Kongress der Zeitungsverleger: Sehen, staunen, wissen

Ein Pirat durfte sich beim Verlegerkongress gegen ein Leistungsschutzrecht aussprechen. Ein ahnungsloser Ex-Verteidigungsminister war dafür.

Punktsieg gegen Springer-Mann Strunz: Pirat und Musikproduzent Bruno Kramm. Bild: dapd

BERLIN taz | Beim Kongress des Bundesverbands Deutscher Zeitungsverleger (BDZV) prallen manchmal Welten aufeinander. Nicht nur, weil da der ewige RTL-Nachrichtenanker Peter Kloeppel auf dem Podium sitzt. Und sich staunend anhören darf, dass Ex-Deutschlandfunker Ernst Elitz allen Ernstes sagt, bei Bild und RTL hätte der Journalismus heute eine investigative Funktion, „die früher der Spiegel allein hatte“.

Sondern vor allem, weil der Bundesverband Deutscher Zeitungsverleger sich in diesem Jahr wirklich etwas getraut – und einen Piraten eingeladen hat. Bruno Kramm, Bundesbeauftragter seiner Partei für Urheberrechtskonzepte, kam, sah und siegte. Was ihm schon dadurch gelang, dass er sich durch Hütchen und Haarfarbe wohltuend vom in Anthrazit gekleideten Verlegerpulk abhob.

Weil Hemmschwellen zu überwinden waren, schmiss sich Moderator Claus Strunz wie im Kinderfernsehen an Kramm ran: der Pirat, das unbekannte Wesen. Kramm trug’s mit Fassung und gewann gegen die süffisant-kritischen Fragen des Springer-Manns nach Punkten: Freier Zugriff auf urheberrechtliche geschützte Werke im Netz könnten durchaus Sinn ergeben, weil die so größeren Nutzerkreisen überhaupt bekannt würden. Und: Stimme die Qualität, stelle sich auch Zahlbereitschaft ein. Dem geplanten Leistungsschutzrecht für Presseverlage konnte Kramm erwartbarerweise nichts abgewinnen, es führe nur zu weiteren „Mautstationen im Netz“.

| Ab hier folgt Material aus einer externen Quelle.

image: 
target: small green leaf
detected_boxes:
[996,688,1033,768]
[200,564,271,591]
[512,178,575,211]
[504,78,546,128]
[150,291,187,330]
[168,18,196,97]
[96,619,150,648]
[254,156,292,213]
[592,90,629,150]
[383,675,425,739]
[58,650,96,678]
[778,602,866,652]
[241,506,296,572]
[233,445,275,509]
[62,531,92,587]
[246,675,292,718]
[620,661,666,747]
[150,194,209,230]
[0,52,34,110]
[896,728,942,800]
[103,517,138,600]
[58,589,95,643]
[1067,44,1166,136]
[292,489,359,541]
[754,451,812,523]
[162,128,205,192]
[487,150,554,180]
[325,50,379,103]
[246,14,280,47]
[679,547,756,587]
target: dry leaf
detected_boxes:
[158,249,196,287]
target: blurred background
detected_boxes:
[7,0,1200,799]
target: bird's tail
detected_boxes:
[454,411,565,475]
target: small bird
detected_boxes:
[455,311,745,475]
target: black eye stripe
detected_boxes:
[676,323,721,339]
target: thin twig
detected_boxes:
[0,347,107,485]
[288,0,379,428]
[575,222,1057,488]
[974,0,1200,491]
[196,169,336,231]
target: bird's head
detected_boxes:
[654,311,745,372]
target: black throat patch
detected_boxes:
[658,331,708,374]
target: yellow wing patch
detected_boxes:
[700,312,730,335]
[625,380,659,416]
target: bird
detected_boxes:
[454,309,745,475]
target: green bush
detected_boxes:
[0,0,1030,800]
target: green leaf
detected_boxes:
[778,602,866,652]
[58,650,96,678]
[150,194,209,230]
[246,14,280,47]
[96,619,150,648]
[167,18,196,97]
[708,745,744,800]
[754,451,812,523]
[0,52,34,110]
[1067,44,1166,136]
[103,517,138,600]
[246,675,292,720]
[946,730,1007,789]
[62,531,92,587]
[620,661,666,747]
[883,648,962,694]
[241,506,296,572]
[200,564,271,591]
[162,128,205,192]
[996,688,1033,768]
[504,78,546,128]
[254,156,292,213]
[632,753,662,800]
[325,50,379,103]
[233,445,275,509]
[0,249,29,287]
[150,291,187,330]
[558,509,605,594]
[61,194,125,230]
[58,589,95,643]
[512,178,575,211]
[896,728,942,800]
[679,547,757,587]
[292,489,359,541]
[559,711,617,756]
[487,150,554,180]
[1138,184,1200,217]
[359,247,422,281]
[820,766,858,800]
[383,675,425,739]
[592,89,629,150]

Und dann war da noch Franz-Josef Jung. Sie erinnern sich – das war dieser Verteidigungsminister, an den man sich eher nicht erinnert. CDU-Politiker, blass und bieder. Seit ein paar Monaten könnte er allerdings für die Verleger wichtig sein: Jung ist nämlich neuer Vorsitzender des medienpolitischen Expertenkreises der CDU. Deshalb saß er beim Verlegerkongress mit auf dem Podium, neben Hamburgs Bürgermeister Olaf Scholz (SPD). Der hat Medienpolitik in der Hansestadt zur Chefsache gemacht.

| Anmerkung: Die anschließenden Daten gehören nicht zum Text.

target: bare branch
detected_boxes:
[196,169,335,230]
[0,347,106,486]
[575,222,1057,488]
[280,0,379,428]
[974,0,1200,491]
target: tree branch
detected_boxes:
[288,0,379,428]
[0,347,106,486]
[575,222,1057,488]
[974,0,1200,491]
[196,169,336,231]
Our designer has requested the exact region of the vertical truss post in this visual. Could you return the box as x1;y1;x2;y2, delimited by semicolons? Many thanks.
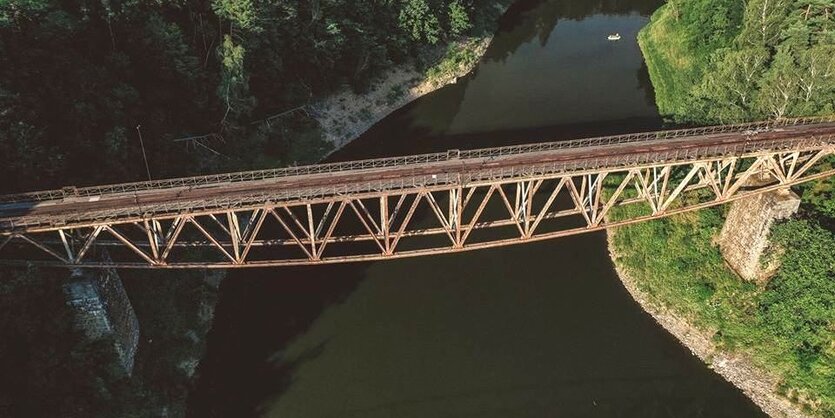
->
226;210;242;264
58;229;75;260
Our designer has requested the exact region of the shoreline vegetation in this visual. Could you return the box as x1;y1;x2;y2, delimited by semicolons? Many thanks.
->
311;36;496;153
0;0;512;417
624;0;835;417
606;230;812;418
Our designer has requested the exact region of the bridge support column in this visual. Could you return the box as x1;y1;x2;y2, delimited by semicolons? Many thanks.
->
718;189;800;282
64;269;139;376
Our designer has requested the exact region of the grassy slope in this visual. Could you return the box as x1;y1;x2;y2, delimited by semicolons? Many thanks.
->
638;7;707;116
628;3;835;417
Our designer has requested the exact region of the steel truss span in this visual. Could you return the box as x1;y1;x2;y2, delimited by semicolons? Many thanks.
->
0;118;835;268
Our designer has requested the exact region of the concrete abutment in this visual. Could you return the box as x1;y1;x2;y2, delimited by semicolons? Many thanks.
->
64;269;139;375
718;189;800;282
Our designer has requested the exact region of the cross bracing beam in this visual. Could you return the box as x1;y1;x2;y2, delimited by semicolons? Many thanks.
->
0;118;835;268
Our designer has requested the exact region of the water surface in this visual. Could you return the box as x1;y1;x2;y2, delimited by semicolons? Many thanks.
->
190;0;762;418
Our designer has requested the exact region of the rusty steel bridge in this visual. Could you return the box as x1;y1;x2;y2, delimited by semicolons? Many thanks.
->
0;117;835;268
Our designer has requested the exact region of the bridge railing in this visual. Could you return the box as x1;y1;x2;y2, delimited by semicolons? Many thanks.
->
0;131;835;233
0;115;835;203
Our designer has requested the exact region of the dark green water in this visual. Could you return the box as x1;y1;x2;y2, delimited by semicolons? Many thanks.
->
190;0;762;418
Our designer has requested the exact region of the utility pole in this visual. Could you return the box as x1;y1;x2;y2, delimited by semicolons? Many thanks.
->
136;124;151;181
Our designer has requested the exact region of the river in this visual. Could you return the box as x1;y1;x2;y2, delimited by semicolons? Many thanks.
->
189;0;762;418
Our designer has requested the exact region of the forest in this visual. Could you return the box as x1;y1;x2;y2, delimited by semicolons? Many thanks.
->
628;0;835;417
0;0;508;417
0;0;500;192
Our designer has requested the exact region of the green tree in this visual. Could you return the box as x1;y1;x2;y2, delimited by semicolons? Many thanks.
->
447;0;473;35
399;0;441;45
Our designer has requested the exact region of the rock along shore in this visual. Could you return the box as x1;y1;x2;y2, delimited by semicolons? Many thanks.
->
606;229;812;418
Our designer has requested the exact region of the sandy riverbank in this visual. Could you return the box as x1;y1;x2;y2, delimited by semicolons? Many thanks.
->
607;229;812;418
311;36;493;152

Um es mal vorsichtig zu sagen: Die CDU mit Jung nicht gerade. Da konnte Strunz noch so harmlos fragen – bei Jung tat sich ein Abgrund von Ahnungslosigkeit auf. Dabei sitzt er schon seit Jahren im ZDF-Fernsehrat, wo er in Treue fest die anderen staatsfernen Unionsfreunde zur Abstimmung führt. Doch auch da scheint er nicht viel mitzubekommen: ARD und ZDF sollten nicht so auf die Quote schielen, sprach Jung. Allerdings habe er schon Verständnis dafür, dass sich „auch die öffentlich-rechtlichen Sender im Werbemarkt behaupten und möglichst viele Zuschauer erreichen müssen“. Aha.

Immerhin: Jung sprach sich klar für ein Leistungsschutzrecht aus. Ohne gleichzeitig dagegen zu sein. Und die Verleger klatschten erleichtert.

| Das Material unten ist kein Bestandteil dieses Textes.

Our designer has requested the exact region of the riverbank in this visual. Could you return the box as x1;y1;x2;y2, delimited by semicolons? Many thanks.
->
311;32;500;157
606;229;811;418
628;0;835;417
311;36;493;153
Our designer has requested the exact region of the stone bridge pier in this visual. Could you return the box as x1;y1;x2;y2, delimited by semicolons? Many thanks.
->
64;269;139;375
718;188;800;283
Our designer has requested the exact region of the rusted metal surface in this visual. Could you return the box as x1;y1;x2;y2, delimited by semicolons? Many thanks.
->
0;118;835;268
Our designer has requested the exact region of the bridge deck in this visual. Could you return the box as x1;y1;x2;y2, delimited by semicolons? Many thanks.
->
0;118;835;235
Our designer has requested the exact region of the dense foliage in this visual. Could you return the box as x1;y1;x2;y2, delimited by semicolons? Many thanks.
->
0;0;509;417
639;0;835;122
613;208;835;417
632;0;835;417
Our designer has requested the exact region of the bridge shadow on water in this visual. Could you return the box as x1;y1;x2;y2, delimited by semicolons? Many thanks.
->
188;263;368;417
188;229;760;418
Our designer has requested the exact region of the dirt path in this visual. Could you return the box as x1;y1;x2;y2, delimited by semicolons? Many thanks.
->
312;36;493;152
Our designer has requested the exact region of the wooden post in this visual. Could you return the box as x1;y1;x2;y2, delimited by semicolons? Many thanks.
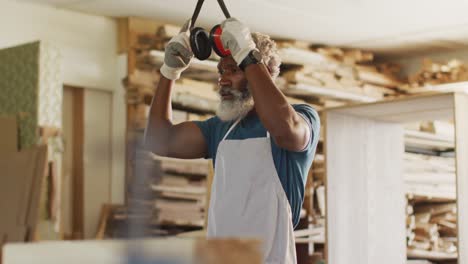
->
454;94;468;264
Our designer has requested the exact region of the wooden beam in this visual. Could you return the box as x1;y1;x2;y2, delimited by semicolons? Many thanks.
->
72;88;84;239
330;93;454;123
454;94;468;264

Nur um sich beim Auftritt von Bundesjustizministerin Sabine Leutheusser-Schnarrenberger (FDP) wieder das Haar zu raufen. Ihr Gesetzentwurf für ein Leistungsschutzrecht geht den Verlegern eigentlich nicht weit genug. Doch wenn er nun wenigstens schnell vor dem Bundestagswahlkampf durchs Gesetzgebungsverfahren gepeitscht wird, wollen sie zufrieden sein.

Doch was macht die Ministerin, der viele Verleger insgeheim vorwerfen, sie würde das Gesetz am liebsten einfach verschleppen? Sagt, sie wünsche der Petition der Piraten gegen das Leistungsschutzrecht „viele Unterschriften, denn Einmischung und Debatte ist gut für die Demokratie. Dann laden wir Experten ein und machen eine große Anhörung.“ Und dann ist die Legislaturperiode längst vorbei. Aber das sagte die Ministerin natürlich nicht.